Alessandro Osso Armellino (born 5 May 1987) is an Italian footballer who plays for San Daniele.

Biography
Born in San Daniele del Friuli, the Province of Udine, Friuli sub-region, Osso made his first team debut on 16 March 2006, replacing Mirko Pieri in the last minute. The match Udinese was defeated by Levski Sofia 1–2 and was eliminated from 2005–06 UEFA Cup round of 16. He wore no.42 shirt that season. In the next season, he wore no.87 shirt. In 2007–08 season he changed to wear no.75.

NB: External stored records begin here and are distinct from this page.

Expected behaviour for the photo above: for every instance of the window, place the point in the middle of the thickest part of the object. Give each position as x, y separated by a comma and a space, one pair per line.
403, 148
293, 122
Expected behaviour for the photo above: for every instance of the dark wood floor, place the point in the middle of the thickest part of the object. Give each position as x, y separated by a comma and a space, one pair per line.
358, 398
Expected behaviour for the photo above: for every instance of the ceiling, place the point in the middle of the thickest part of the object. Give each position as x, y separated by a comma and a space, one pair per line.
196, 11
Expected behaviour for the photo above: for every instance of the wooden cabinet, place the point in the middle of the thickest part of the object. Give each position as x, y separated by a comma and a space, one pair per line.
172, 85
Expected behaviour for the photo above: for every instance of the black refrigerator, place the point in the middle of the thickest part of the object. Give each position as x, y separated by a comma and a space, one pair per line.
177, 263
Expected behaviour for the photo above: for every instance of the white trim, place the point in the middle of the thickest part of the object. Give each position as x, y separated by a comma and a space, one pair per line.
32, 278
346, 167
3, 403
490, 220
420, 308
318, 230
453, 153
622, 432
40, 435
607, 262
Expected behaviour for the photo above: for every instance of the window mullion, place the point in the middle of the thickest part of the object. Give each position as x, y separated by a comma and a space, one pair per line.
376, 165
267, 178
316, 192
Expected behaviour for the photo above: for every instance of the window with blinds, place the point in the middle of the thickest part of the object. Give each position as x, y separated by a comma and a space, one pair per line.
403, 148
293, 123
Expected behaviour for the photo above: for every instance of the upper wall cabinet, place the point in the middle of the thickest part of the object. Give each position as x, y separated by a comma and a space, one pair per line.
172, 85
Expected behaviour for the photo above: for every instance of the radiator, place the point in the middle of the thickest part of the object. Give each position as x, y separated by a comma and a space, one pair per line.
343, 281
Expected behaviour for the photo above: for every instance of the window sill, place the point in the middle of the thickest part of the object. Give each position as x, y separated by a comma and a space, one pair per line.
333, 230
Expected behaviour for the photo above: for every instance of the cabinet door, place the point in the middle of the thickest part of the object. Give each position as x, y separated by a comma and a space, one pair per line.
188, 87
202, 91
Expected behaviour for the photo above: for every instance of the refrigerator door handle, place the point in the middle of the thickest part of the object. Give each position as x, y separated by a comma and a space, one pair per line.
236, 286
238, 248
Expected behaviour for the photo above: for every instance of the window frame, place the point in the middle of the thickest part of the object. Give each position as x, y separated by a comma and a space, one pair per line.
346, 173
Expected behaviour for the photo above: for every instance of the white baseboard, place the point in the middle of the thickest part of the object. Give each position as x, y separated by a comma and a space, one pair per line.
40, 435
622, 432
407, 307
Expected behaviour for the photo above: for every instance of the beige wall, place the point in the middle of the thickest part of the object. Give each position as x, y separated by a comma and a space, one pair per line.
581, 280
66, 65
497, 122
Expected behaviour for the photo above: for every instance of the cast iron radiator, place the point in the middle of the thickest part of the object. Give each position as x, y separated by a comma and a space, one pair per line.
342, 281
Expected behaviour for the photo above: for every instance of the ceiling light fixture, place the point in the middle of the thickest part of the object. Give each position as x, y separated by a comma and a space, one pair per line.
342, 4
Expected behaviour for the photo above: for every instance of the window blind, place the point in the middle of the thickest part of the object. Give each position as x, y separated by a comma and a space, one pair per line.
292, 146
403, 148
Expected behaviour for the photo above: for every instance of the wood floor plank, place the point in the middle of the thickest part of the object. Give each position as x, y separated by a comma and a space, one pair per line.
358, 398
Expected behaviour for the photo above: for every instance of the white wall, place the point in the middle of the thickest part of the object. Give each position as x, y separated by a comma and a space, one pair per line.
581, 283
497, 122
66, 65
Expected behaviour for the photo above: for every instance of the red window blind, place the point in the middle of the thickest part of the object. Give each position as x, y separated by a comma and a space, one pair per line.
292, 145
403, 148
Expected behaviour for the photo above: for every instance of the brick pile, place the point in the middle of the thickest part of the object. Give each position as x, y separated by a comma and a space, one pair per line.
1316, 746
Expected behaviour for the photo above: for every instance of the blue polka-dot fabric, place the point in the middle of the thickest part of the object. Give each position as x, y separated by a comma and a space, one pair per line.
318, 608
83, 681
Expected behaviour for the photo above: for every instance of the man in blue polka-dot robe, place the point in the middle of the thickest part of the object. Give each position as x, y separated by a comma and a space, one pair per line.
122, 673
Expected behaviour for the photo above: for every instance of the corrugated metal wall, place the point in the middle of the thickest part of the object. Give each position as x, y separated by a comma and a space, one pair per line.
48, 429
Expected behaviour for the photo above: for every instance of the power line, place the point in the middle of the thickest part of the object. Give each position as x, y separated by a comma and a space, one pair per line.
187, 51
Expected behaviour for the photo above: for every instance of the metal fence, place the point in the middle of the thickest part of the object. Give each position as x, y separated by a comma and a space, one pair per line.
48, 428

In January 2008, he was loaned to Paganese along with Albin Hodza. He left for Celano in July 2008.

On 2 February 2009, he left for Colligiana in co-ownership deal. In June 2009, Colligiana acquired him outright, but he soon left for Serie D club Manzanese along with Udinese player Giovanni Barreca. After the relegation of the club, Alessandro Osso remained and play along with Andrea Osso.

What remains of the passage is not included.